Pablo Iglesias
Tirana banderas
En esas jornadas que los analistas adosan adjetivos grandilocuentes, como histórica, siempre queda una imagen para el recuerdo, lo que encontraría un extraterrestre cuando le toque hacer inventario de lo que fue la vida en la tierra. Entre tanto ir y venir del carajo, utilizando la expresión brava del realismo mágico de Gabo, quedará para la hemeroteca del ridículo la imagen de la diputada de Podemos Ángels Martínez cuando se puso a hacer la colada en el Parlament y retiró las banderas de España que los diputados de la oposición habían dejado en sus escaños vacíos.
Martínez parecía la señora de la limpieza que recogía los restos del botellón nacionalista. Los niñatos se habían hecho un «Risky business», esa escena adolescente de Tom Cruise bailando en calzoncillos, y luego llegó la abuelita Martínez a coger banderas como si fueran calcetines sucios, pestilente metáfora de lo que para una cierta izquierda es España: un trapo para limpiar el polvo de su vergüenza.
Ignoro si después de tamaña heroicidad Martínez se fue al excusado a lavarse las manos para terminar su operación exterminio de la patria con las debidas medidas de higiene. Le faltó rociar con Zotal esa parte del hemiciclo donde se sientan representantes del pueblo, tan catalanes como españoles, que merecían arder por combustión espontánea. O escupir en sus vasos de agua como la esclava orgullosa de «Raíces».
Martínez es la heroína independentista de un partido que no sabe qué bandera quedarse aparte de la de Venezuela, la pata negra de la libertad de expresión y el respeto de los que piensan diferente, la caricatura de una mártir. Si Forcadell, lady procés a falta de ser lady Macbeth, fue la protagonista del culebrón retransmitido en directo, Martínez ocupó el lugar de la actriz secundaria que roba el papel a la estrella. Como Anne Baxter en «Eva al desnudo».
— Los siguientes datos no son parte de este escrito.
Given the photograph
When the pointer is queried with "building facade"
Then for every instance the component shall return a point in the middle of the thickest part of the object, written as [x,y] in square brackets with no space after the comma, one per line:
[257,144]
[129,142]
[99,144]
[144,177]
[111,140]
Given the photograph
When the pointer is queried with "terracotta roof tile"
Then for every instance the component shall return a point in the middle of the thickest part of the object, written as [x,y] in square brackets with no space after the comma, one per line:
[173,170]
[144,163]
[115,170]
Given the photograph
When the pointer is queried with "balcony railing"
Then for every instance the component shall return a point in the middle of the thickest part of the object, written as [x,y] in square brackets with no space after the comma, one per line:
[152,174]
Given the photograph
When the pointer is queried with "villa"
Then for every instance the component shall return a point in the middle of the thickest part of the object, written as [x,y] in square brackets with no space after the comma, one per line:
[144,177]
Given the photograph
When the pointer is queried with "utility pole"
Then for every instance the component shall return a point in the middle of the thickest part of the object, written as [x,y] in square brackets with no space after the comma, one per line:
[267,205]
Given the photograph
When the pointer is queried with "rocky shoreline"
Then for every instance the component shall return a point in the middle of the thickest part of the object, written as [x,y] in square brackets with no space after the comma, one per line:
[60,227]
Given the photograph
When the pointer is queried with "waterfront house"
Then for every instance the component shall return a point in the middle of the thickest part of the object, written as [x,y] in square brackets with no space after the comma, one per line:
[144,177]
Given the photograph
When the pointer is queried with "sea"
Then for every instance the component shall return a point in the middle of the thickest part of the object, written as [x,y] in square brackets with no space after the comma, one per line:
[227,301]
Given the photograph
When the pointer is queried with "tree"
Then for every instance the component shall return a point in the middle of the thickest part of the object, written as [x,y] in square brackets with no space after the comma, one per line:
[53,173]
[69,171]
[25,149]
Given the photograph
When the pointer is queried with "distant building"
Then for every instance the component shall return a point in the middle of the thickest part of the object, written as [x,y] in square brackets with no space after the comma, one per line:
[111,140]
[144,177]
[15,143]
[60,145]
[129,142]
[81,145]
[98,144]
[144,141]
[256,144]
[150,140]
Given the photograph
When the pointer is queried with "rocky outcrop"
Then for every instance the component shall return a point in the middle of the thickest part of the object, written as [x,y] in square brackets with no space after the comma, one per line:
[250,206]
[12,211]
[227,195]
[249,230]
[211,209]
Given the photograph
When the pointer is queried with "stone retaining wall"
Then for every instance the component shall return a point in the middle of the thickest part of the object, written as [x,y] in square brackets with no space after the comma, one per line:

Pensábamos que España tenía un problema con Podemos y resulta que es al revés, Podemos tiene un problema con España de la que Pablo Iglesias quiere ser su presidente. La señora Martínez, y vaya lo de señora por respeto a su edad más que a su ruin condición humana, sería otra más de las encadenadas a una dictadura corrupta, pero tal vez ella no lo sepa, o lo ansíe. Hay a quien le place el dolor hasta el orgasmo. Y en aquella bacanal, la noche de la luna llena de la vendimia, la borrachera de odio, la izquierdista Martínez ensayó cómo sería su vida futura, que no sería otra que la de recoger los trapos sucios de los señoritos de la independencia.